Re: [PATCH 3/5] xfs: repair free space btrees

"Darrick J. Wong" <djwong@xxxxxxxxxx> · Tue, 28 Nov 2023 13:13:58 -0800

On Tue, Nov 28, 2023 at 07:10:57AM -0800, Christoph Hellwig wrote:
> A highlevel question on how blocks are (re)used here.
> 
>  - xrep_abt_find_freespace accounts the old allocbt blocks as freespace
>    per the comment, although as far as I understand  the code in
>    xrep_abt_walk_rmap the allocbt blocks aren't actually added to the
>    free_records xfarray, but recorded into the old_allocbt_blocks
>    bitmap (btw, why are we using different data structures for them?)

The old free space btree blocks are tracked via old_allocbt_blocks so
that we can reap the space after committing the new btree roots.
Reaping cross-references the set regions in the bitmap against the
rmapbt records so that we don't free crosslinked blocks.
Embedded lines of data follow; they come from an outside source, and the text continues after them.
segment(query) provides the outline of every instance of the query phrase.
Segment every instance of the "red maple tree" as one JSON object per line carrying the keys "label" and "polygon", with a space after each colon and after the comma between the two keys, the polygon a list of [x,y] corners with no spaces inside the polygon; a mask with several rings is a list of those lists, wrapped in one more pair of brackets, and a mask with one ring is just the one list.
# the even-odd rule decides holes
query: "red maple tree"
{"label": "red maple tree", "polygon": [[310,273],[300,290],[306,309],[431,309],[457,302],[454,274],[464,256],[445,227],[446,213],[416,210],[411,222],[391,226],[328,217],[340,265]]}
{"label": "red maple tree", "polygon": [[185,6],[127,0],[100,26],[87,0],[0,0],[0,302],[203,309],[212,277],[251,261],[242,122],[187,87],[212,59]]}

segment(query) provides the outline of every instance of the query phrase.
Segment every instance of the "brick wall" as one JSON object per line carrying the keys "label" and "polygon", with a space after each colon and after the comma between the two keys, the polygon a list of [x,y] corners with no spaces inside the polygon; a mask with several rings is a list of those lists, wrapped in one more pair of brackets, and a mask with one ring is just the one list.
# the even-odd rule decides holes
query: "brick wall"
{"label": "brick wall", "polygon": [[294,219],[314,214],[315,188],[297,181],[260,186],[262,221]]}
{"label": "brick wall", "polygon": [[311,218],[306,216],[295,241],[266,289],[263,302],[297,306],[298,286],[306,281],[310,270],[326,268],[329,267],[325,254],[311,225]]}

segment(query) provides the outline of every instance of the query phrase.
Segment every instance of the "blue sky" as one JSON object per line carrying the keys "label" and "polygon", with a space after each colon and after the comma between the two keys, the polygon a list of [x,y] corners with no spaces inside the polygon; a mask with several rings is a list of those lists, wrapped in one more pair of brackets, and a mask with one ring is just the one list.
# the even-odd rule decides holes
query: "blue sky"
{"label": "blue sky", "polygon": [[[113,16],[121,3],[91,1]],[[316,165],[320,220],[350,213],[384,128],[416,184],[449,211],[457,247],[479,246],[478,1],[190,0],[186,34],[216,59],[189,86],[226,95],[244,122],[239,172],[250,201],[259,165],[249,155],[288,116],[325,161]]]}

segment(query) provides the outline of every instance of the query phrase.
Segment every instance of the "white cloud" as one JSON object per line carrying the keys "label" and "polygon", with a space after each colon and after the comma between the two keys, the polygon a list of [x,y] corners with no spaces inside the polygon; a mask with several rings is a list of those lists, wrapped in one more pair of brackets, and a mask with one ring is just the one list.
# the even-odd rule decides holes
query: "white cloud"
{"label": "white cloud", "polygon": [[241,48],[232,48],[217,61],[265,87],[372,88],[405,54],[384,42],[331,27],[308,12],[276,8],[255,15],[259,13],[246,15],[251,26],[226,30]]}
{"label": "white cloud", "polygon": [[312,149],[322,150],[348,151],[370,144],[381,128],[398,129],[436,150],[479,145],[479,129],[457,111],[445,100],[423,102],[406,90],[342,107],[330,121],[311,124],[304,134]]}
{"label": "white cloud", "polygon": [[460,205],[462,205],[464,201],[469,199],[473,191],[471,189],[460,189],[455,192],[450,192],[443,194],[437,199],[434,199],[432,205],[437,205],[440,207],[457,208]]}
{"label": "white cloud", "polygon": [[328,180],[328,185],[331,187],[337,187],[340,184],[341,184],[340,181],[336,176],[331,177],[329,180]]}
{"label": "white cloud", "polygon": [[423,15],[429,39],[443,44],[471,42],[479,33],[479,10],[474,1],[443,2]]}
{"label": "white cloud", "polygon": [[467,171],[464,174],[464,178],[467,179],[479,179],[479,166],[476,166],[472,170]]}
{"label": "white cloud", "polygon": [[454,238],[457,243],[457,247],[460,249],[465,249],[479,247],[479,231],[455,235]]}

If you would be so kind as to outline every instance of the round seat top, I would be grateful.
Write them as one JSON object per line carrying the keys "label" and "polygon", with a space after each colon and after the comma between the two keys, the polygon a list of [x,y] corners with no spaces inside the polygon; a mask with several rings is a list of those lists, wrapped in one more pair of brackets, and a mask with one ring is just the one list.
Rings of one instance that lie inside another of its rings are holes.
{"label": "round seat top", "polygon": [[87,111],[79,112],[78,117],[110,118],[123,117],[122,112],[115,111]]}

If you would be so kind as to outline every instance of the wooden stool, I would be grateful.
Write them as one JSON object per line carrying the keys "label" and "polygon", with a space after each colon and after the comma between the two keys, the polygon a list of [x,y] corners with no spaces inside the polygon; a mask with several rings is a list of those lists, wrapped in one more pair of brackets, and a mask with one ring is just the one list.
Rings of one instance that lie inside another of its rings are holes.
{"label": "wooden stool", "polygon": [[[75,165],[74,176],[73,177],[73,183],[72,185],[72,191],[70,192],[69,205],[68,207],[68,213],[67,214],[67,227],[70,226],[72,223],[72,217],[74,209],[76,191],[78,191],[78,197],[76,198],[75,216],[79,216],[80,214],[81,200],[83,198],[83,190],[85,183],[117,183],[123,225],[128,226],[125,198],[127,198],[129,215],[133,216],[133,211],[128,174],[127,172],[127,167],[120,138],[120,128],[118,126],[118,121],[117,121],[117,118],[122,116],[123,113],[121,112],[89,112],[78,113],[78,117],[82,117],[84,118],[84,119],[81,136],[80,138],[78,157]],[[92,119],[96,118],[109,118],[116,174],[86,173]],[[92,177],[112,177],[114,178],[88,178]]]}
This is a big difference from xfs_repair, which constructs a free space
map by walking the directory / bmbt trees and builds completely new
indexes in the gaps.  It gets away with that because it's building
all the space metadata in the AG, not just the free space btrees.

The next question you might have is why there's old_allocbt_blocks and
not_allocbt_blocks -- this is due to us using the AGFL to supply the
bnobt, cntbt, and rmapbt's alloc_block routines.  Hence the blocks
tracked by all four data structures are all RMAP_OWN_AG, and we have to
do a bit of bitmap work to subtract the rmapbt and AGFL blocks from all
the OWN_AG records to end up with the blocks that we think are owned by
the free space btrees.

>  - xrep_abt_reserve_space seems to allocate space for the new alloc
>    btrees by popping the first entry of ->free_records until it has
>    enough space.

Correct.

>  - what happens if the AG is so full and fragmented that we do not
>    have space to create a second set of allocbts without tearing down
>    the old ones first?

xrep_abt_reserve_space returns -ENOSPC, so we throw away all the incore
records and throw the errno out to userspace.  Across all the btree
rebuilding code, the block reservation step happens as the very last
thing before we start writing btree blocks, so it's still possible to
back out cleanly.

> I've also got a whole bunch of nitpicks that mostly don't require an
> immediate action and/or about existing code that just grows more users
> here:

Heh.

> > +int
> > +xrep_allocbt(
> > +	struct xfs_scrub	*sc)
> > +{
> > +	struct xrep_abt		*ra;
> > +	struct xfs_mount	*mp = sc->mp;
> > +	char			*descr;
> > +	int			error;
> > +
> > +	/* We require the rmapbt to rebuild anything. */
> > +	if (!xfs_has_rmapbt(mp))
> > +		return -EOPNOTSUPP;
> 
> Shoudn't this be checked by the .has callback in struct xchk_meta_ops?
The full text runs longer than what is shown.